Todos, alguna vez, hemos escuchado lamentos. quejidos, arrastrar de cadenas, silbos apagados, voces misteriosas contenidas en leyendas y mitos que circulan por toda América y que nos son comunes a la gran mayoría de los pueblos. Leyendas fantásticas, un tesoro que menospreciaron los codiciosos de otros tiempos, constituyen una herencia cultural, un disparador para reunir gente junto al asado, el fuego y el mate. En nuestra Trapalanda tenemos mucho para que se luzca el narrador, desde hace siglos.
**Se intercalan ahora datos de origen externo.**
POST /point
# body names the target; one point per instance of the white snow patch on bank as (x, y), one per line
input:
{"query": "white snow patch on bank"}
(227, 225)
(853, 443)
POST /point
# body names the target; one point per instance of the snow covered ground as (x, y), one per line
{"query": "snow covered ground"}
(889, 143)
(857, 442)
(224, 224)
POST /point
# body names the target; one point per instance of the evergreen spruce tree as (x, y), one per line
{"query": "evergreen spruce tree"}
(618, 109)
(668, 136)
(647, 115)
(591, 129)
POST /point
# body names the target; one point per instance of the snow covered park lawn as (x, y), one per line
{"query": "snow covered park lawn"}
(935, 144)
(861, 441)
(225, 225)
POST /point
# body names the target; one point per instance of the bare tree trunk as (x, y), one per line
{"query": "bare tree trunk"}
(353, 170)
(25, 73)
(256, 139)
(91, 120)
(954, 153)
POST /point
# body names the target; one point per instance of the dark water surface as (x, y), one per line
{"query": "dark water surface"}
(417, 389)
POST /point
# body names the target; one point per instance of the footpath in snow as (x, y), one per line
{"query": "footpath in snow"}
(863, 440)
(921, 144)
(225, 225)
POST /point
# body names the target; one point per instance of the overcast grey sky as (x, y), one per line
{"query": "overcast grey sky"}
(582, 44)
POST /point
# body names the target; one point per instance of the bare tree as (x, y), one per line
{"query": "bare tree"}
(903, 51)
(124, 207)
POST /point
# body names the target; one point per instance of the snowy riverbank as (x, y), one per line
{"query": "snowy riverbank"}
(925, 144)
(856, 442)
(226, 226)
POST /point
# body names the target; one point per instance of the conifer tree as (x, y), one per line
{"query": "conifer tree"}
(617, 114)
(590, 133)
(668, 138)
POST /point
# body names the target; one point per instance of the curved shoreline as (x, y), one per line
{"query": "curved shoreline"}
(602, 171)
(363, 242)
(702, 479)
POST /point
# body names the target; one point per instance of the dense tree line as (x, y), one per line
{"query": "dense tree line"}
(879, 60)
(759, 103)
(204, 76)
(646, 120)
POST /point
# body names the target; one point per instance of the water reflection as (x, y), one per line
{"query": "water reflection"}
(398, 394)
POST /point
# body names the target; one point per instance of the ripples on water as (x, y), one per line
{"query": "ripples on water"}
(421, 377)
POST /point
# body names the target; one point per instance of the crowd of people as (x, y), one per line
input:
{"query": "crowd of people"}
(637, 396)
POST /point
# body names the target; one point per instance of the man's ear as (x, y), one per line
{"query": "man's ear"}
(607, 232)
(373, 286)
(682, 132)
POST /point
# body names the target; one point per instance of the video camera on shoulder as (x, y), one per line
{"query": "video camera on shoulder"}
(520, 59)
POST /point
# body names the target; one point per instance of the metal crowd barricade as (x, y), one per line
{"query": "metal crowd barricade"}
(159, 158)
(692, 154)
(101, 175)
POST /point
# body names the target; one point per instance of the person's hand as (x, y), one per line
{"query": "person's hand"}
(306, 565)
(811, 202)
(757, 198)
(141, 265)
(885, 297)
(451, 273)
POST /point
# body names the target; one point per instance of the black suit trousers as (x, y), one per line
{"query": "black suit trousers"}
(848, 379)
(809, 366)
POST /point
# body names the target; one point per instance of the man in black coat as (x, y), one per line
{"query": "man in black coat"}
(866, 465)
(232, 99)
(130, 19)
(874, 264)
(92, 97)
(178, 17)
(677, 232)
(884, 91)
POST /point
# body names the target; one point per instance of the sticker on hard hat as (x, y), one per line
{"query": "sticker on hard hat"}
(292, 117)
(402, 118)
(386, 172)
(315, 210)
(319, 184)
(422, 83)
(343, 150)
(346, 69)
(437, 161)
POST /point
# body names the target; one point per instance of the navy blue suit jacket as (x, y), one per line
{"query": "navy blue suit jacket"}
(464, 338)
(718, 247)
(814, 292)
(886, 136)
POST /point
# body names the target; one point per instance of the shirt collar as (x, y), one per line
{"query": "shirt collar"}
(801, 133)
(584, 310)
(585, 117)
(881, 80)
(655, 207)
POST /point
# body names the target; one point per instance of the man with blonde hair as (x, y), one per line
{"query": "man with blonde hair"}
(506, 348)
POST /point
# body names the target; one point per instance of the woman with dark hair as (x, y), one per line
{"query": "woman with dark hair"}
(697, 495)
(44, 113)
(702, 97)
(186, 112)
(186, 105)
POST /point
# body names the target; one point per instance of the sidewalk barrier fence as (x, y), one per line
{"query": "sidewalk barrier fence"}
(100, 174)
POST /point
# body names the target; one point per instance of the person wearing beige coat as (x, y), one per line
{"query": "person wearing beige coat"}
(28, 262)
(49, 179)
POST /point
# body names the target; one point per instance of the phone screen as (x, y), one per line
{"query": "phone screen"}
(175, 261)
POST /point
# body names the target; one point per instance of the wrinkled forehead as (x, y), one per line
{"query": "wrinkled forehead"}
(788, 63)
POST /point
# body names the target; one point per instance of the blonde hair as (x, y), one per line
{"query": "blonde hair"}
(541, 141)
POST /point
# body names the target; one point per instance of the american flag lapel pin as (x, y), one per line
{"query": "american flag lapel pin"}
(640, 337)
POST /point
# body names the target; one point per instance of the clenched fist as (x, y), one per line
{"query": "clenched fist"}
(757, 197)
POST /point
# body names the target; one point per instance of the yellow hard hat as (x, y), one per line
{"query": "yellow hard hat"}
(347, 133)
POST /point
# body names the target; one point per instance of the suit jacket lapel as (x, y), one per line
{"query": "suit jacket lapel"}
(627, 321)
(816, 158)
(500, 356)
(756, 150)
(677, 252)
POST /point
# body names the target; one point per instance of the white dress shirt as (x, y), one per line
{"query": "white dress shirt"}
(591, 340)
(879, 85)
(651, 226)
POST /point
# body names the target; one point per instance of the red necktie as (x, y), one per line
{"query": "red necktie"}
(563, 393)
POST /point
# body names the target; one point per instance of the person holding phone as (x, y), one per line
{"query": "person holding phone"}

No es extraño que la conquista vino orientada hacia el sur y tenía que pasar, necesariamente, por tierras de Chocancharaba, portal que debía cruzarse para llegar a la mítica "Ciudad de los Césares". Mucho se ha buscado el oro de la codicia y las ambiciones, que sólo fue una quimera, pero gracias a los campesinos nos encontramos con el oro de los trigales y girasoles, riqueza que es un verdadero tesoro que debemos reconocer, para nuestro bien.

"Leyendas, leyendas...

Descalabradas, rendidas

por el fracaso, volvieron

Todas las expediciones

que fueron en pos de presuntos

El Dorado de La Trapalanda, pasaron

por Soco Soco de ida y vuelta"

Juan Filloy - "Urumpta"

 

Leyendas fantásticas y relatos de maravillas. Un viaje por América mítica desde laTrapalanda, camino del oro.

 

Las leyendas son narraciones que se vienen contando desde siglos. Pertenecen a la memoria colectiva de los pueblos. Su ropaje es suntuoso y fantástico, tienen un pie de verdad: algo existió, algo pasó, se conoce su protagonista, su relato suele ser complicado. Se transmitió de generación en generación; en cambio, el mito es un puro invento, suelen ser dioses imaginarios, seres superiores que necesitan de cultos, forman la cosmogonía de los pueblos, el origen de sus creencias ancestrales.

 

Trapalanda, palabra cargada de significados resbaladizos, contradictorios. Compuesta de fracturados espejismos, de brumosos orígenes. ¿Quién comenzó a llamar Trapalanda a esta extensa región que dio cabida a tanta delirante leyenda, cuando con fiebre, hierro, pólvora e intrepidez se buscó el oro de las Indios recién descubiertas?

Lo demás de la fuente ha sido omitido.